I’m behind the wheel of my car bloggin’ this entry. I mean, I’m still parked in McDonalds’ parkin’ lot coz I found out a long time ago that, just coz the store is closed doesn’t mean the wifi’s off, and the wifi’s on so I’m gonna use this opportunity to make a small change of behavior and write cos, right now, writing is the “next right thing.” And the next word I write is the next right word and the next sentence I complete is the next right sentence and so on and so on and so on. As long as I’m writin’ or playin’ the piano or takin’ Joey to school or lookin’ for work or designin’ t-shirts or decorating tip jars or sharing experience, strength and hope w/ folks who are sufferin’, searchin’ for a way out of hopelessness, as long as I’m doin’ all or just some of that stuff that gives life meaning, then I’ll be okay. I’ll be alright.
But, lately, that’s the problem. I don’t want to be alright. Every once in a while I get this notion that I have to punish myself for my sins. And my sins…what exactly are they? Well, I guess it boils down to one sin, really. It’s the sin of fallin’ short. Not livin’ up to expectations. Not being all things to all people. It’s the sin of failin’ the people I love. I have to punish myself for not bein’ perfect.

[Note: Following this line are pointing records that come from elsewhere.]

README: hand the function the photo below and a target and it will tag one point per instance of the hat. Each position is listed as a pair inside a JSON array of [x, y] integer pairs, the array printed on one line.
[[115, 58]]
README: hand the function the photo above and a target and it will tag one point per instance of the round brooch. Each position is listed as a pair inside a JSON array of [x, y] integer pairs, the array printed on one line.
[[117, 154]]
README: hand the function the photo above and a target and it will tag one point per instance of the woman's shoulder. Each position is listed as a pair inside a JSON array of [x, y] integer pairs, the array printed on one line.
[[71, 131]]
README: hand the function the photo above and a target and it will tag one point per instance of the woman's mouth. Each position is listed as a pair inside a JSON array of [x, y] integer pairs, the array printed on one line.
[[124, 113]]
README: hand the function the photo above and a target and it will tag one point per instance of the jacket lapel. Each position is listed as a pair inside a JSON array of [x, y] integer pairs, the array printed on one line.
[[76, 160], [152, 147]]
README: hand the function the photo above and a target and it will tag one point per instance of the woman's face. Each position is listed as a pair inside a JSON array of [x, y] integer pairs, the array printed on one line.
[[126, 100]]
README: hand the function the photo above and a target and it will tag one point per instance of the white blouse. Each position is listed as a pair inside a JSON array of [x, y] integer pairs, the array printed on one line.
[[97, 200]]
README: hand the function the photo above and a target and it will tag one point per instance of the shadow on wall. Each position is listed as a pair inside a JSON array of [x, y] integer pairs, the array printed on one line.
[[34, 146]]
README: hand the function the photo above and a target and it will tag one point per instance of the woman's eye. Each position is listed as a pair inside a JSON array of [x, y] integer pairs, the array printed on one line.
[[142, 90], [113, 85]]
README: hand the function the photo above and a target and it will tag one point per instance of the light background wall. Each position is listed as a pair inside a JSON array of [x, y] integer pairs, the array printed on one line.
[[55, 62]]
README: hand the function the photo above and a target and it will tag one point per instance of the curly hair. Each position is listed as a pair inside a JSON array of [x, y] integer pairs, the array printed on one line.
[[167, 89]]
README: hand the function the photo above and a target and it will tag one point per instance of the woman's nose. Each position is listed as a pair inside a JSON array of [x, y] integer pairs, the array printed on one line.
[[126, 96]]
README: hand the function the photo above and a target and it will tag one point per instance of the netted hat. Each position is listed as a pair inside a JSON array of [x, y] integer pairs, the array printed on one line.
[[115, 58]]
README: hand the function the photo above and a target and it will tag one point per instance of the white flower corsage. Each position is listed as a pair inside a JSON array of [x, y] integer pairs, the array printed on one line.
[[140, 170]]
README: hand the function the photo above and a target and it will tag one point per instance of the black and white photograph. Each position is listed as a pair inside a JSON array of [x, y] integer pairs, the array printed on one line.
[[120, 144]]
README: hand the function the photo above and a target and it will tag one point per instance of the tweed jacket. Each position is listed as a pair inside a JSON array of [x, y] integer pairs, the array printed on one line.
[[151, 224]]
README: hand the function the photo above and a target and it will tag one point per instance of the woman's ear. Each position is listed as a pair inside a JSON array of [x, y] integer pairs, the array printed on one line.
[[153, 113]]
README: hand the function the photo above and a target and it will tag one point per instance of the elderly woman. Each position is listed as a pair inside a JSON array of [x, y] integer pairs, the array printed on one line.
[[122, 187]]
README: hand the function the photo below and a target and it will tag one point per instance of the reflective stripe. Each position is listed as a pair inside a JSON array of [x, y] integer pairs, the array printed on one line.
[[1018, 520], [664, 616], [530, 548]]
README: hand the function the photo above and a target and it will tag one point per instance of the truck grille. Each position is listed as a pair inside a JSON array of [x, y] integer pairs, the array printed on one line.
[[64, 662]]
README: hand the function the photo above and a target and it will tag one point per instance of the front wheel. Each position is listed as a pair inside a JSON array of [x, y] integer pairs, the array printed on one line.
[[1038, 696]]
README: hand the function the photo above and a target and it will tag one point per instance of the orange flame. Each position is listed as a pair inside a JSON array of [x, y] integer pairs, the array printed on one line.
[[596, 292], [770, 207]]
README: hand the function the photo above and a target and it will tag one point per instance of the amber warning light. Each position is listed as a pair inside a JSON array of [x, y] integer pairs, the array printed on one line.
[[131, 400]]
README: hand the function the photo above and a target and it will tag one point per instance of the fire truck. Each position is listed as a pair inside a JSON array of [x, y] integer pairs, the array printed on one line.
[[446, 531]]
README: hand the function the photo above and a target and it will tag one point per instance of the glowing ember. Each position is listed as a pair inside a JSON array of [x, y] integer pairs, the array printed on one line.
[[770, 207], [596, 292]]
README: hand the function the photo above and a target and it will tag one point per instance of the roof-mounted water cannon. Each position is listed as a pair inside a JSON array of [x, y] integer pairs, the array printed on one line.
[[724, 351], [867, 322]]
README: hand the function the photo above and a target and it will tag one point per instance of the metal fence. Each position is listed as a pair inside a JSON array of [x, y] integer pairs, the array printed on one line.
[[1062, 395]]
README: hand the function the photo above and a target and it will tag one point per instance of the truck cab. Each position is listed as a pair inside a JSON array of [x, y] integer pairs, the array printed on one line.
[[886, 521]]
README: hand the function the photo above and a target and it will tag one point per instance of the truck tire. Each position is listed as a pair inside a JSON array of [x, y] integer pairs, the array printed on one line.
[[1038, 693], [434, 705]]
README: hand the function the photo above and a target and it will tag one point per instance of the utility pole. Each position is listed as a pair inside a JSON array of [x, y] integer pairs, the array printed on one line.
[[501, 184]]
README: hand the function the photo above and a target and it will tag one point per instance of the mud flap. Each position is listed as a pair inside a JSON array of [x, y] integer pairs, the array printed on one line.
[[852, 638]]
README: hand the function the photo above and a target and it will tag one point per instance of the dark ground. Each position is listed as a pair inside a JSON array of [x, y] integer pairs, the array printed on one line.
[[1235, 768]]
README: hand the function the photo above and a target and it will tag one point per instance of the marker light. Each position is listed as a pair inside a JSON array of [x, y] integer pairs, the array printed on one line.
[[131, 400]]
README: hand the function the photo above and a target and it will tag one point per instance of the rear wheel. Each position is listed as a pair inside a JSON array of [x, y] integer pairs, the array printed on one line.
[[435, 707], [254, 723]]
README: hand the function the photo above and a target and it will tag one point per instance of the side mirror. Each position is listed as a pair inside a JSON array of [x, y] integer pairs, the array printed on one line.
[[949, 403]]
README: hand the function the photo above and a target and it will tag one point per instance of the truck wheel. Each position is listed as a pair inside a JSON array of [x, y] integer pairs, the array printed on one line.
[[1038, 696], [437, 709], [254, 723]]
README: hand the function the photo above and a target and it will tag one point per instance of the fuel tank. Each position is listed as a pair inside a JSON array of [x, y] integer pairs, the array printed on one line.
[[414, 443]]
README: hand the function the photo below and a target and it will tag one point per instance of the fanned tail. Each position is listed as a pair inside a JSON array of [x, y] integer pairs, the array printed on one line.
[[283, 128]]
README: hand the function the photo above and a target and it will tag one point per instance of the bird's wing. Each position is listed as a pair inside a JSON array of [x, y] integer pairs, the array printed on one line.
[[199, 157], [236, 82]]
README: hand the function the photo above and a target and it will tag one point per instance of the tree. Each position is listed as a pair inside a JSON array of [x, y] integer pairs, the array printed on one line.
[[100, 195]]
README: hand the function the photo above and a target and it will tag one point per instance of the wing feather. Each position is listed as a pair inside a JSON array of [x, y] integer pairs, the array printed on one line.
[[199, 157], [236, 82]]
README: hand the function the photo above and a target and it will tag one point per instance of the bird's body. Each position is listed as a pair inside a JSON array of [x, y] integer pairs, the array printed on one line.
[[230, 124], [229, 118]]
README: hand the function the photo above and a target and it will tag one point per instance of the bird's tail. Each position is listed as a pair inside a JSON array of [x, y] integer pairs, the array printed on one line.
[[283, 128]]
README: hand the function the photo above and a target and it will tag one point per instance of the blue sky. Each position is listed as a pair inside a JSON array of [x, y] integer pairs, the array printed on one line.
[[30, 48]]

I don’t know why I have this notion. I know where it came from. It came from my childhood and my mother’s mouth. She expected too much from me and she raised hell if I fell short. But, that was when I was a kid and my mom was ate up w/ all kinds of shit which she was facin’ up to the last 20 years of her life and she told me she was wrong to place such rigorous demands on me and she did her best to make things right and, before she died, I knew she accepted and loved me w/out hesitation or condition. And I forgave her.
But it looks like I held on to the old idea of me…the one my mom discarded long ago….and it looks like I bring it out and up every time I have to make a choice as to what direction I’m goin’ to point my life.
Now, thanks to gettin’ off booze and all other drugs, I’ve lived long enough to have more life behind me than in front of me but, and I also have to thank God and AA’s 12 Steps for this, I still have health, energy and brains enough to want to do more w/ the life I have left. At least, I want to do more when I’m in a productive state of mind.
But, at this moment, I’m tending toward self-destructive thinking. Thinking that tells me, “You don’t deserve any more than you’ve already. In fact, you don’t deserve what you’ve got right now.” And I know the thinking is flawed but, I’ve read this some where, “self-knowledge alone is not enough.”
And self knowledge of my self-destructive thinking won’t stop it from becoming self-destructive behavior. Like everything else good that has been accomplished in my life, thought has to be accompanied by faith which has to be put into action. It’s the who;e faith w/out works thing.